The built-in camera is nothing special. With the flash everything looks red and without it everything looks blue. There's also a general lack of sharpness, which is a little disappointing. This haziness isn't all that noticeable, but it's just enough to place the A500 behind the latest high-end mobile phone cameras (iPhone 4, Optimus 2X, etc.). That said, the photos aren't completely awful, and they're still sharper and more detailed than photos taken with the LG Optimus Pad camera.
In video mode, the tablet gives up the ghost not long after 6 hours of playback, which isn't bad really considering it has a 3650 mAh battery. However, the fact that the tablet only takes a little over 2 hours to charge does go some way to making up for things.
All in all, we were really quite impressed with Acer's Iconia Tab A500, especially after having seen the brand's less-than-perfect smartphones. Acer has succeeded in lunching an all-new product that already feels mature, and which has been designed with attention to detail and built with care. It has more advantages and attractive features than any of its Honeycomb rivals have yet managed to come with.

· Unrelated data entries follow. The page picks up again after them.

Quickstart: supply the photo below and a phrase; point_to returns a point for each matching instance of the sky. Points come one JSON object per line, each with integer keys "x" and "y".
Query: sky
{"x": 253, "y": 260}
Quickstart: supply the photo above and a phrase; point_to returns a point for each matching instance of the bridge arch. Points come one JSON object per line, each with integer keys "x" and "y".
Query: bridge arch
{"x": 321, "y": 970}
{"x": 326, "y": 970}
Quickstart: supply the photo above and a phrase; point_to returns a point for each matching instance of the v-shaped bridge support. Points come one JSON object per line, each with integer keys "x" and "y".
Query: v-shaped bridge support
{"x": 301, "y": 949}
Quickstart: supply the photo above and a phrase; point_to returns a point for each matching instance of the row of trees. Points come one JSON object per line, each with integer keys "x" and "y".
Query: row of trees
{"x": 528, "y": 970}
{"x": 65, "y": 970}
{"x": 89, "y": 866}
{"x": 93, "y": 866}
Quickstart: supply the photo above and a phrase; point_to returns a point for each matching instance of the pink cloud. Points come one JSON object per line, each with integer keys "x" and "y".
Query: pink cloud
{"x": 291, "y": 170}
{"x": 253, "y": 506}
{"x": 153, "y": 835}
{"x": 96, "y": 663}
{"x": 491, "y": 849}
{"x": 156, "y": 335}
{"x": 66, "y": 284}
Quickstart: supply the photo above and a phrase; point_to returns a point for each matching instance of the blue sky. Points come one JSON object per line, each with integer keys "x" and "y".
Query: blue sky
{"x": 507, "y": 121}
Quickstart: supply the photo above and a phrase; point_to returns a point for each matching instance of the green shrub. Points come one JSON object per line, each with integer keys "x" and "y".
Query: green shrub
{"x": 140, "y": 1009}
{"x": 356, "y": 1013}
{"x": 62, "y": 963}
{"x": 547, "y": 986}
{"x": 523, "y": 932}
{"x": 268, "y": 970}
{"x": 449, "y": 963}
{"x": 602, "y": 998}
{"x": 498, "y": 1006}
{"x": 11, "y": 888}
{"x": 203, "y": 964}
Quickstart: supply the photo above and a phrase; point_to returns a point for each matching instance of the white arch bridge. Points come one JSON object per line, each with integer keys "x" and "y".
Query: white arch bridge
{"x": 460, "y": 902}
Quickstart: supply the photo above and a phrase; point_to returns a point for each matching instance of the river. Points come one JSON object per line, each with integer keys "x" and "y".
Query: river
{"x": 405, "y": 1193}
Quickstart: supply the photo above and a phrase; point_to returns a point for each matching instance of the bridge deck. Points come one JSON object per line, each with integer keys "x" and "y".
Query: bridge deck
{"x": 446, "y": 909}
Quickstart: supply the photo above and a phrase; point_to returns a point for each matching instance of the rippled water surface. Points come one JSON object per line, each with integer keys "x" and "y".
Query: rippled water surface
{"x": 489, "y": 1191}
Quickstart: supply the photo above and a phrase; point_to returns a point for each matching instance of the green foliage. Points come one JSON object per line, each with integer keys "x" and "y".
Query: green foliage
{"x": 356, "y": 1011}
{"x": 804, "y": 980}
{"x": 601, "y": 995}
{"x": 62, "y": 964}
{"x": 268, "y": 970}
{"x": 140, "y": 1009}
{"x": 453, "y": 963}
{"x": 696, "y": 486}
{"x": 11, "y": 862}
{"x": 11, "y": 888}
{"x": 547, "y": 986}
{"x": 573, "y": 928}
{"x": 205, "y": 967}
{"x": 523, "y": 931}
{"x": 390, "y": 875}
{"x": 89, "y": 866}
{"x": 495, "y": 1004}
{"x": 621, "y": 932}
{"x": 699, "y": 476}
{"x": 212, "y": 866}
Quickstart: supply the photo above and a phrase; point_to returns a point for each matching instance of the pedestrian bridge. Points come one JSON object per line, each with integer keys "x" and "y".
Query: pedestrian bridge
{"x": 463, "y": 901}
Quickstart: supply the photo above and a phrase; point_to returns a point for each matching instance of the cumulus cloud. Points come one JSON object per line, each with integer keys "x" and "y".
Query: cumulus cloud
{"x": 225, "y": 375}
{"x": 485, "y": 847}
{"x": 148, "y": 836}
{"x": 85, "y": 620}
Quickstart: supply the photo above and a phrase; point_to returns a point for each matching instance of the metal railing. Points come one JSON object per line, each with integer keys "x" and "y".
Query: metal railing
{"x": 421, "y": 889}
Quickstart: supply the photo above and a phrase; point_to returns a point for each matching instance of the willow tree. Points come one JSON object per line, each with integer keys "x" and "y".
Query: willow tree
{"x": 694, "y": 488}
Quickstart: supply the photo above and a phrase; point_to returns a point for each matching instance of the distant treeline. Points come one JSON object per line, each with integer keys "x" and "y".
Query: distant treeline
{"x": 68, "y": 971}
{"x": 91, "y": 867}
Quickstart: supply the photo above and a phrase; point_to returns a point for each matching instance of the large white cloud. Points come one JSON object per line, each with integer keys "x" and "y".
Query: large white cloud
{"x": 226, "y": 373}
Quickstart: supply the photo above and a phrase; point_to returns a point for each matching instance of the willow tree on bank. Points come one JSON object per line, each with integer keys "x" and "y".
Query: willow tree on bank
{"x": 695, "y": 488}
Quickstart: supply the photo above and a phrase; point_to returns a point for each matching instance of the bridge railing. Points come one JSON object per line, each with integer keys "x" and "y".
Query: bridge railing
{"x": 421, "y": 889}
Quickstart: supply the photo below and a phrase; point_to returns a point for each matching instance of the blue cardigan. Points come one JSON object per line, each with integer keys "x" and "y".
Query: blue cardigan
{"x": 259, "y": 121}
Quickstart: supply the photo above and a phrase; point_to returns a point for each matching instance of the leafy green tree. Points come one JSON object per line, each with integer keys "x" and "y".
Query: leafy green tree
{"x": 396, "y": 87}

- The screen isn't perfect but it's still very good and highly contrasted
- High-quality build and finish
- Smooth Android interface with nice additions from Acer
- Plenty of connections and good sound output
- Good for web browsing and games
- Battery life is OK but could be better
- Native multimedia compatibility
- Camera is too red or too blue
- Honeycomb needs to mature
Apart from the fact that Honeycomb is still finding its feet, the Acer Iconia A500 is a very good tablet indeed. It doesn't have the best battery life, but its design, hardware and extras compared with most of the competition make it a genuine alternative to Apple's iPad 2. The A500 is a very pleasant surprise from Acer.